Regardless of one’s religion, spring is seen as a time of rebirth and renewal, and nothing shouts “spring” to me like beautiful decorated eggs.
When I was a child growing up in the Midwest, my mother would hard boil vast cauldrons of eggs in the week leading up to Easter. Once the eggs cooled we’d drizzle vinegar into coffee cups filled with boiling water, add a few precious drops of food coloring, and then carefully dip in the eggs using teaspoons. For variety, sometimes we’d use crayons to write or draw on the eggs before coloring them. Trust me, we’re talking basic, home-spun creations, not decorator eggs. Eggs should never be too pretty to hide — hiding is eggs’ raison d’être.
I still remember the thrill of being a small child filled with serious determination, hunting for the egg creations after my mom hid them. It was extremely important to find all of the eggs, especially when inclement weather forced the hunt indoors. Why? Mom usually forgot where she hid the eggs. If we didn’t find all of them, there would be serious repercussions a few weeks later when nature inevitably took her biodegradable course.
Egg hunts back in Nebraska were nothing like those here in Alaska. Real spring comes far later than in other parts of the country, but people here see themselves as tougher and hardier than folks Outside. Halloween costumes are designed to fit over snowsuits and boots. Easter egg hunts take place outdoors. Don’t even think about moving an egg hunt indoors – no matter the weather – it simply isn’t done. That means Easter egg hunts in Alaska are fraught with a different set of risks than you’ll find in any other part of the country.
A few years back the snow at a local park was so deep that children were stuck waist-deep hunting for eggs. Several kids were reported missing and police were dispatched to try to round them up. That was before a 1,500 pound bull moose crashed the party, charged an officer, and the shooting began. Trust me, I can’t make this stuff up. Poor Bullwinkle’s final act was as ceremonial guest on the dinner menu in a local charity’s soup kitchen. But I digress.
Finding the eggs had another important purpose when I was a child — they were food, not just decoration. My mother was raised during the Depression (yes, that Depression) and firmly practiced the “waste not, want not” mantra that had been drilled during her formative years. The dozens of hard cooked eggs surfaced in a variety of forms following each year’s successful hunt. As egg salad sandwiches. Sliced as a topping for green bean casserole. Eaten out of hand with a sprinkle of salt. And as my very favorite form, stuffed eggs.
Notice I said stuffed, not deviled. “Deviling” is a term coined in the early 1800s to refer to foods “cooked with fiery hot spices or condiments,” and the word fiery did not have a place in our home when I was growing up. Replace the culinary concept of “spicy ethnic” with “subdued Scandahoovian” and you’ll probably get an idea of the ambience in my mother’s kitchen.

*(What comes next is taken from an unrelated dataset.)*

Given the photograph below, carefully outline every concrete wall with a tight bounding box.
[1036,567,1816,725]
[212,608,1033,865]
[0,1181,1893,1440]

Many recipes for deviled eggs call for Tabasco or another type of contraband hot sauce that would have been on my mom’s prohibited list. Her version of stuffed eggs was more angelic than devilish, with a bit of yellow mustard giving the slightest kick to the smooth yolk mixture. In this updated recipe I’ve substituted Dijon mustard to give it a touch more class and added a bit of white pepper for perkiness. And dill, just because I like dill in my stuffed eggs.
Angelic Deviled Eggs
6 large eggs, hard cooked
3 Tbs mayonnaise
3 tsps Dijon mustard
1/4 tsp kosher salt
1/8 tsp white pepper
1/4 tsp Worcestershire sauce
2 tsps fresh dill, chopped (or 2 Tbs dry)
Smoked paprika for garnish
1) Carefully shell the cooked eggs, slice each in half lengthwise, and remove the yolks to a small bowl. Tip: If you don’t have a fancy platter with indentations to hold the eggs, don’t worry. Simply shave a small bit of white off the bottom end of each egg half and they’ll stay in place on a regular flat serving dish.
2) Add the mayonnaise, mustard, salt, pepper, and Worcestershire sauce to the egg yolks and combine thoroughly to make a smooth mixture. If you have a small food processor, by all means use it. Another option is to put the ingredients in a resealable plastic bag and knead it until the mixture is smooth. Add the dill.
3) Place the yolk mixture in a small pastry bag and pipe into the eggs. No pastry bag? Snip the corner off of the resealable plastic bag and use it to fill the eggs. You won’t be able to create the little decorative flourishes, but the eggs will still taste great. Garnish with paprika, if desired.